Desde su origen, el Estado autonómico ha sido incapaz de generar esa cultura política y ciudadana, sencillamente, porque no fue diseñado para eso. El posicionamiento político de las CCAA parece regir su única lealtad al Estado, que varía en función de la fuerza o fuerzas políticas de las que dependa el Gobierno de España. Esto es algo que ocurre en todos los Estados políticamente descentralizados, pero no con la intensidad y las consecuencias que se producen en el nuestro.
Con tal de frustrar la acción política del Gobierno de España, las CCAA gobernadas por la oposición radicalizarán la defensa a ultranza de sus competencias y el Gobierno estará dispuesto a ampliar o reducir el autogobierno de las CCAA si con ello contenta a sus aliados, asegurándose una mayor permanencia.
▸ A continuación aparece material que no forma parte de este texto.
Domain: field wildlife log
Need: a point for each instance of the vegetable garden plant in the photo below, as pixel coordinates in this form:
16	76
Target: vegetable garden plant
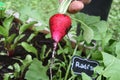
26	49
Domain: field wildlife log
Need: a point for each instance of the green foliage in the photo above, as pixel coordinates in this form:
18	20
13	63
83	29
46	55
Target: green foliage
39	71
29	48
105	33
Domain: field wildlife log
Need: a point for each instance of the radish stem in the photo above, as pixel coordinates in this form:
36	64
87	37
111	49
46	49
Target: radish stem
64	6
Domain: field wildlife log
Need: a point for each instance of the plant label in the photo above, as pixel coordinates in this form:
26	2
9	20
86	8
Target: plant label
80	65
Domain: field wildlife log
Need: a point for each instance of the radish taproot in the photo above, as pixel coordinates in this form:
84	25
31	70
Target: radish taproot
59	26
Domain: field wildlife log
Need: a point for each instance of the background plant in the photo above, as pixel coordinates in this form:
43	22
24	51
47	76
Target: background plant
105	51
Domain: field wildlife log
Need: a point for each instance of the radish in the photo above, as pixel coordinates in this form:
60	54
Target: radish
59	26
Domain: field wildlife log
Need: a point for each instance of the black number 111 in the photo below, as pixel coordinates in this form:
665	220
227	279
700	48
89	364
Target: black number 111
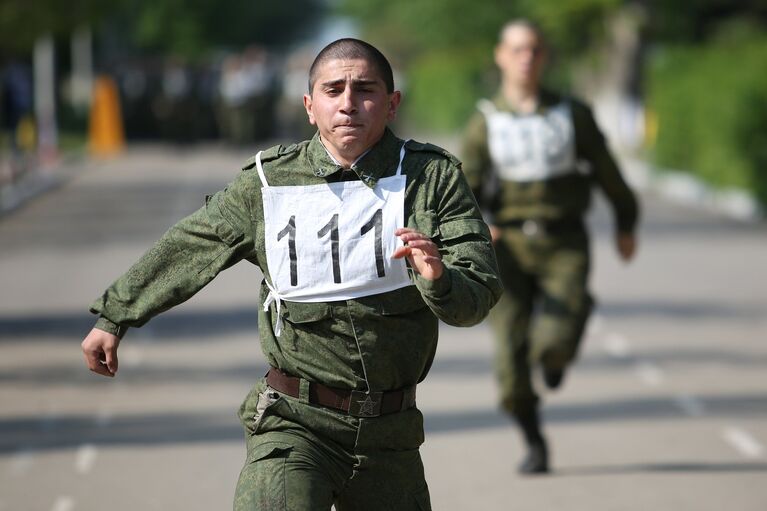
375	224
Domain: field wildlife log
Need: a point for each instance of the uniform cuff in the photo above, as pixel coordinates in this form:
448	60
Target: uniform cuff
435	288
110	327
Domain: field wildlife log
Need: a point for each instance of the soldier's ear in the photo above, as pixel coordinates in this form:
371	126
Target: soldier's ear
308	107
394	100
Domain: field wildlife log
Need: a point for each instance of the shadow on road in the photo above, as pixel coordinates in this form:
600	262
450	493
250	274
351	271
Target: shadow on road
171	326
680	467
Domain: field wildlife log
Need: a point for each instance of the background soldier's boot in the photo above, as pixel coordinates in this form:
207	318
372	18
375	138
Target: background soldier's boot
537	459
553	377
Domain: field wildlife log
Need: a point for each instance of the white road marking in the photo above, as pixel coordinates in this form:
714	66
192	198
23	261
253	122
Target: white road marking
21	462
649	373
594	326
50	417
86	457
63	504
617	346
104	417
690	405
743	442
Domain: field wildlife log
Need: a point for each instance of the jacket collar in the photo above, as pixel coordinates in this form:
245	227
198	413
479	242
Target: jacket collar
379	160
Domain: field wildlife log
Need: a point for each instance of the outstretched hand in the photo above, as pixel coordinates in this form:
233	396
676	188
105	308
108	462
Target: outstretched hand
421	252
100	350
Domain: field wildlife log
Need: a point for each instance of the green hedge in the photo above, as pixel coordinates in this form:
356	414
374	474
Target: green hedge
442	88
711	108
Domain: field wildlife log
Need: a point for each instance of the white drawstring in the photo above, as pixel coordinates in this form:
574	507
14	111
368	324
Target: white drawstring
273	297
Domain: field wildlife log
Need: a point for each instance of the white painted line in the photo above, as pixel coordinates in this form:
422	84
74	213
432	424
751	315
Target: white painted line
86	457
49	418
743	442
63	504
649	373
690	405
21	462
104	418
617	346
595	325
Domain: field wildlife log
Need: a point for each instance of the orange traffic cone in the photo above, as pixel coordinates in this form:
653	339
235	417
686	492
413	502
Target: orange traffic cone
106	136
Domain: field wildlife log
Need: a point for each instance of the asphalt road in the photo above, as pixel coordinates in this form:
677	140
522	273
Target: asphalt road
666	409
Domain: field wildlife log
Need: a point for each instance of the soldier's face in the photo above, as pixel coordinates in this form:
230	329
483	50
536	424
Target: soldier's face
521	56
350	107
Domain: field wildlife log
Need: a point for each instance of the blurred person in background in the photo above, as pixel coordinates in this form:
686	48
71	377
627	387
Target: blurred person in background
16	113
365	241
531	156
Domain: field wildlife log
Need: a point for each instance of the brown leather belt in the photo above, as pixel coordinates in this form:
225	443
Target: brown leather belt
354	402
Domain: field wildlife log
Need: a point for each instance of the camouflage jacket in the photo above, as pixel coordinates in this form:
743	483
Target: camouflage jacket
380	342
560	198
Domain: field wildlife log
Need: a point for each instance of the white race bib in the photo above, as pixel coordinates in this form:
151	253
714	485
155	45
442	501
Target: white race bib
333	241
531	147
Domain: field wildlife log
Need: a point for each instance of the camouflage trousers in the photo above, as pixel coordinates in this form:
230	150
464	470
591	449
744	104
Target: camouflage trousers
302	457
541	317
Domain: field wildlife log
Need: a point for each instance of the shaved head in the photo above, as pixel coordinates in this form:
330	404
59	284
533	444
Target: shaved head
352	49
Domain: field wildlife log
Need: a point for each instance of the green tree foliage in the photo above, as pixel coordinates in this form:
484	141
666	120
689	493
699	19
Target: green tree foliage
181	27
711	105
188	28
445	46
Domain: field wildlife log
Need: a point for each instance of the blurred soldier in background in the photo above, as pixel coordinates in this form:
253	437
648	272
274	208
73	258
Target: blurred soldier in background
531	157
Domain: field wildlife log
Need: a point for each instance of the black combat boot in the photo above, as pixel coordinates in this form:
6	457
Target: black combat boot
537	459
553	377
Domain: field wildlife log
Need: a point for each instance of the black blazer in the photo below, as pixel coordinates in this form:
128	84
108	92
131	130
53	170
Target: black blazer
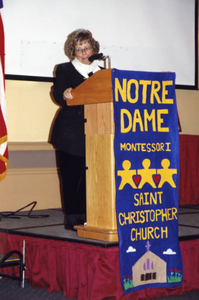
68	129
Recientemente hemos podido comprobar cómo el Gobierno ha acordado ceder determinadas competencias en materia de migración a Cataluña y también cómo las CCAA gobernadas por el Partido Popular, con el fin de proteger su decidida apuesta en favor de la privatización del sistema universitario español, han salido al unísono invocando la intangibilidad de sus competencias sobre universidades ante el anuncio del Gobierno de endurecer ciertos requisitos y condiciones para su creación y funcionamiento. El autonomismo no es, como el federalismo, una cultura política dotada de significación propia, sino una pose instrumental al servicio de otros intereses.
Los constituyentes de 1978 consiguieron descentralizar España rehuyendo el discurso federal. Pero su modelo de federalismo obstruido, ¿conduce realmente a alguna parte?
*Francisco Caamaño es profesor, abogado y exministro de Justicia. Su último libro es ‘Federación y reforma’, (Tirant Lo Blanch, 2020).